The defendants were charged with crimes including inciting violence following the army overthrow of elected leader Mohamed Mursi, a senior Brotherhood member, last July after mass protests against his rule.
Security forces have mounted a tough crackdown on the Brotherhood since Mursi’s fall, killing hundreds of its supporters, arresting thousands and putting leaders on trial.
The Brotherhood says it is committed to peaceful resistance to the army-backed government. The death sentence against Badie, 70, is likely to fuel growing concerns that young members of the movement could resort to violence against the state.
The mass death sentences, which right groups say are the largest worldwide in recent history, have raised new questions about Egypt’s commitment to democracy three years after a popular uprising toppled autocratic president Hosni Mubarak.
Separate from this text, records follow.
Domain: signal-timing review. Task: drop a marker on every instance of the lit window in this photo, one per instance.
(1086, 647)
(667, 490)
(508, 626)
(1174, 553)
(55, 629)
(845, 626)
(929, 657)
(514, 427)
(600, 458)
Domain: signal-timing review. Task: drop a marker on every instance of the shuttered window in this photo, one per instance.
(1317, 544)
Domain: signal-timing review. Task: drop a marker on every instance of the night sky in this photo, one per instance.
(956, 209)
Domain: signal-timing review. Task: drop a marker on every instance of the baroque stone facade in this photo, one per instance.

The United Nations’ top human rights official added to an avalanche of criticism of the sentences, which the United States has called “unconscionable”.
“It is outrageous that for the second time in two months, the Sixth Chamber of the Criminal Court in Al-Minya has imposed the death sentence on huge groups of defendants after perfunctory trials,” U.N. High Commissioner for Human Rights Navi Pillay said in a statement.
International guarantees of a fair trial “appear to be increasingly trampled upon” in Egypt, Pillay said, noting that 529 people were sentenced to death by the same court in March.
She said the mass trial had clearly breached international law requiring due process.